I spend most of my time worrying about how to make deep learning with neural networks faster and more power efficient. In practice that means focusing on a function called GEMM. It’s part of the BLAS (Basic Linear Algebra Subprograms) library that was first created in 1979, and until I started trying to optimize neural networks I’d never heard of it. To explain why it’s so important, here’s a diagram from my friend Yangqing Jia’s thesis:
This is breaking down where the time’s going for a typical deep convolutional neural network doing image recognition using Alex Krizhevsky’s Imagenet architecture. All of the layers that start with fc (for fully-connected) or conv (for convolution) are implemented using GEMM, and almost all the time (95% of the GPU version, and 89% on CPU) is spent on those layers.

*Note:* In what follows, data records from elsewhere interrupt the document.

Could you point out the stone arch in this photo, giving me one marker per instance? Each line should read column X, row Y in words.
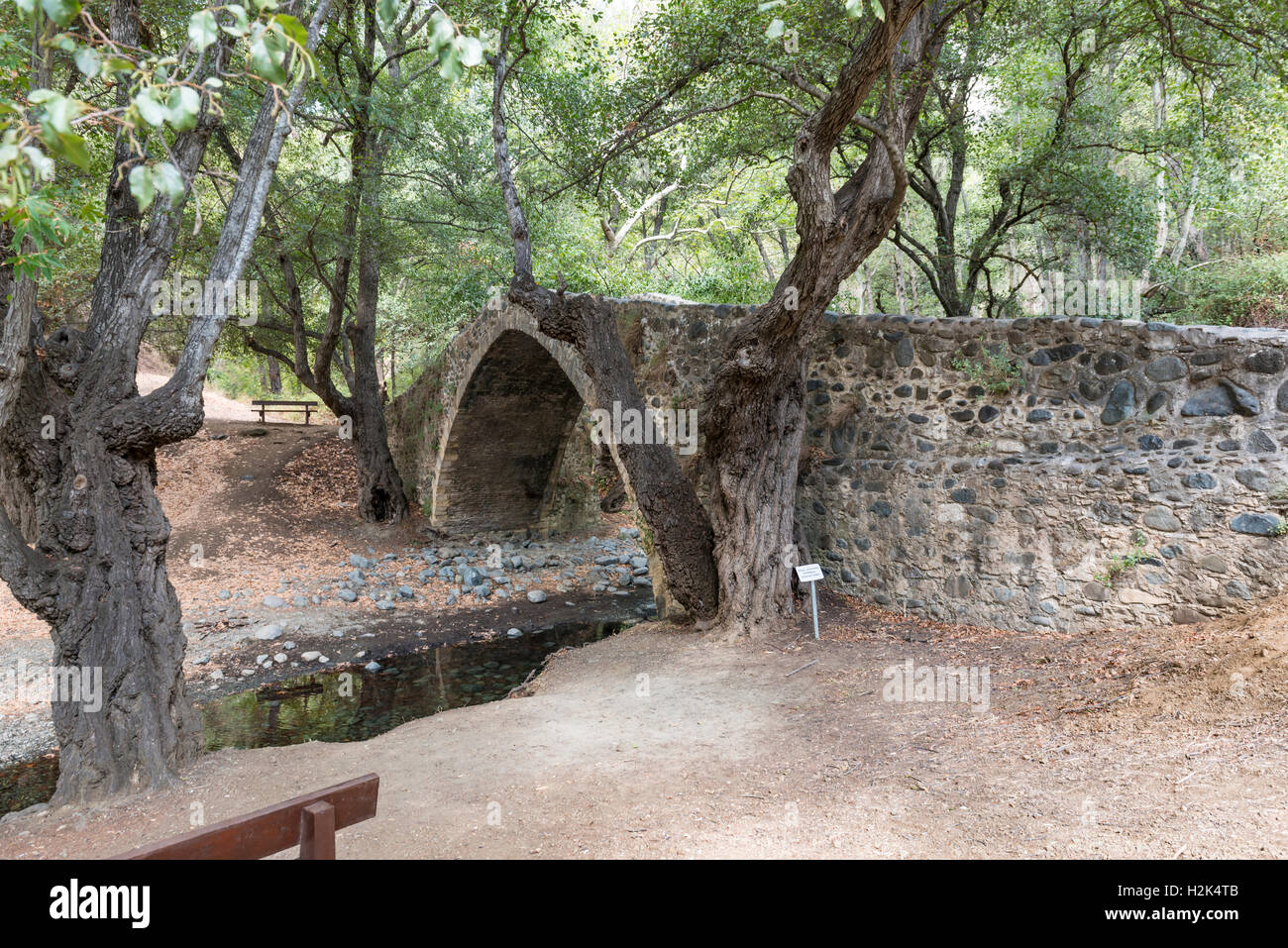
column 507, row 425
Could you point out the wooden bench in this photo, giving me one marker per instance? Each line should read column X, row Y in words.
column 309, row 820
column 307, row 407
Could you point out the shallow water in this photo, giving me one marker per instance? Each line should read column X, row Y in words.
column 349, row 704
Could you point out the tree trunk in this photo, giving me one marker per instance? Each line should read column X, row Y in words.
column 78, row 449
column 755, row 415
column 119, row 618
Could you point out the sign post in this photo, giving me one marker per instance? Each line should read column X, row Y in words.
column 810, row 574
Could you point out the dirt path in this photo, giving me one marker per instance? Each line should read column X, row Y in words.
column 655, row 743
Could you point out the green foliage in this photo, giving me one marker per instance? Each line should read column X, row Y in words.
column 1247, row 291
column 1121, row 563
column 995, row 372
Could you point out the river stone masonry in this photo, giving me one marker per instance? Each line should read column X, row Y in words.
column 1059, row 473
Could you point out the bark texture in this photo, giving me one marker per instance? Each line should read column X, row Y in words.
column 755, row 414
column 82, row 537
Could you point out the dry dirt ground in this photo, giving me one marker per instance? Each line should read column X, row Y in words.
column 1146, row 742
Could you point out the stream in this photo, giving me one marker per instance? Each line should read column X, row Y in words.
column 352, row 703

So what is GEMM? It stands for GEneral Matrix to Matrix Multiplication, and it essentially does exactly what it says on the tin, multiplies two input matrices together to get an output one. The difference between it and the kind of matrix operations I was used to in the 3D graphics world is that the matrices it works on are often very big. For example, a single layer in a typical network may require the multiplication of a 256 row, 1,152 column matrix by an 1,152 row, 192 column matrix to produce a 256 row, 192 column result. Naively, that requires 57 million (256 x 1,152, x 192) floating point operations and there can be dozens of these layers in a modern architecture, so I often see networks that need several billion FLOPs to calculate a single frame. Here’s a diagram that I sketched to help me visualize how it works:
Fully-connected layers are the classic neural networks that have been around for decades, and it’s probably easiest to start with how GEMM is used for those. Each output value of an FC layer looks at every value in the input layer, multiplies them all by the corresponding weight it has for that input index, and sums the results to get its output. In terms of the diagram above, it looks like this:
There are ‘k’ input values, and there are ‘n’ neurons, each one of which has its own set of learned weights for every input value. There are ‘n’ output values, one for each neuron, calculated by doing a dot product of its weights and the input values.
Using GEMM for the convolutional layers is a lot less of an obvious choice. A conv layer treats its input as a two dimensional image, with a number of channels for each pixel, much like a classical image with width, height, and depth. Unlike the images I was used to dealing with though, the number of channels can be in the hundreds, rather than just RGB or RGBA!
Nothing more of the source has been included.